Cat hesitated. “Did I? Well, I didn’t mean anything by it. Or I meant, ‘No, the Silver Liner restaurant chain won’t go away,’ and ‘No, nothing bad is going to happen to your dad.’ ”
Jalen realized he’d been shouting when the porch lights popped on. The door opened and his dad peered into the gloom. “Jalen? Is that you?”
“Gotta go, Cat.” Jalen disconnected and grabbed his bag. “Yeah, Dad, it’s me. What are you doing home?”
40
JALEN’S DAD STEPPED OUT ONTO the porch and opened his arms wide. “I surprise you, no?”
“Yes.” Jalen’s mind spun with possibilities as he climbed the steps. “Is everything okay?”
“Why you ask me that? ’Cause I not cooking tonight at the restaurant, right?” His dad reached for Jalen’s equipment bag. “Let me help you.”

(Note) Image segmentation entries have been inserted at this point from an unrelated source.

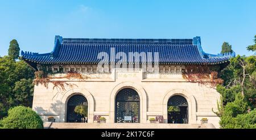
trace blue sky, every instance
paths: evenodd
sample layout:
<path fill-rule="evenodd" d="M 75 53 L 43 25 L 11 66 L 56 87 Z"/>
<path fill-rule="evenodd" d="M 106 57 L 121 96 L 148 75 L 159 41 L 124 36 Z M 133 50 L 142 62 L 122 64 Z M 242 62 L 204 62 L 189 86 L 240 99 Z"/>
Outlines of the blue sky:
<path fill-rule="evenodd" d="M 0 56 L 9 42 L 21 50 L 48 53 L 64 37 L 191 39 L 205 52 L 220 52 L 224 41 L 237 54 L 256 35 L 255 0 L 0 0 Z"/>

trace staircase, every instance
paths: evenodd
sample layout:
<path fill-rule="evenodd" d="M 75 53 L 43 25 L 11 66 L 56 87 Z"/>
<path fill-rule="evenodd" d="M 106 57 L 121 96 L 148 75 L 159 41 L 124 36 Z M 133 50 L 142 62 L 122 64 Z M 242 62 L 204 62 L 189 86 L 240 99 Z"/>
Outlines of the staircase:
<path fill-rule="evenodd" d="M 215 128 L 212 124 L 100 124 L 53 122 L 45 128 L 49 129 L 209 129 Z"/>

Jalen let go of the bag and followed his dad inside. The smell of sauce cooking tickled his nose. “Well, yeah. You’re never home this early. Is the Silver Liner okay? Is the franchise deal still on?”

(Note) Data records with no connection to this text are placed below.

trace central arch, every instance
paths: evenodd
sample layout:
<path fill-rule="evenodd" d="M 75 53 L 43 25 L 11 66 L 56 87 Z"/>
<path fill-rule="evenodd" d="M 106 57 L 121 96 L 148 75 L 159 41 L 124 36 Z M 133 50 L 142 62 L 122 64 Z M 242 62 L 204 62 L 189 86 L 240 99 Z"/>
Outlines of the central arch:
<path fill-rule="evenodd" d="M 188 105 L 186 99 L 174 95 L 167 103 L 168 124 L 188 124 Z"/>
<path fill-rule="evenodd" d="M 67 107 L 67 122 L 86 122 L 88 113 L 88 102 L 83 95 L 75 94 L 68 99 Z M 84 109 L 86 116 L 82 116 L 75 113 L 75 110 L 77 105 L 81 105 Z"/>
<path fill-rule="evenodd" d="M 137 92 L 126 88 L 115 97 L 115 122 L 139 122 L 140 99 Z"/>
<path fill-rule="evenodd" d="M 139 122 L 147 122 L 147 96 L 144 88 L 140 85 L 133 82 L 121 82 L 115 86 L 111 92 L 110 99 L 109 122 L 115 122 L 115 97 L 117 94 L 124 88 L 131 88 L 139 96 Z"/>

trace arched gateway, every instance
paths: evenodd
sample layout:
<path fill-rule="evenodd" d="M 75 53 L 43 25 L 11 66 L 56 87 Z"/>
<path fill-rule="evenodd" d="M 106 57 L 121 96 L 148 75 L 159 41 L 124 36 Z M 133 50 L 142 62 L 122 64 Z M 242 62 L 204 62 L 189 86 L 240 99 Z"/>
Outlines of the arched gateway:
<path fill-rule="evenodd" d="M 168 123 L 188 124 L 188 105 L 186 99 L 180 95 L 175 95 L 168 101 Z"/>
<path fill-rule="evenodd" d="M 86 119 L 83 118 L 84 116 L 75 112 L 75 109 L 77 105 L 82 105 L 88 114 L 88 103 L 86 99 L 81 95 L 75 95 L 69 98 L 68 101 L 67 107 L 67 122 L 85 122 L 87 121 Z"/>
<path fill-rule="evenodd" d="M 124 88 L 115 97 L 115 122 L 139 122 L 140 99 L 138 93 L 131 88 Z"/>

His dad hung the bag and motioned Jalen toward the kitchen. “Oh, you talking about Mr. JY getting the trade? That’s not gonna hurt the franchise. They already telling me Atlanta is just another moneymaking place for the Silver Liner. That man you met at the diner—I call him the chief. He says Atlanta is gonna love my cooking.”
“Dad, that’s great.”
“Yes, yes. You sit. I got nonna’s chicken cacciatore over homemade linguini. You like, no?”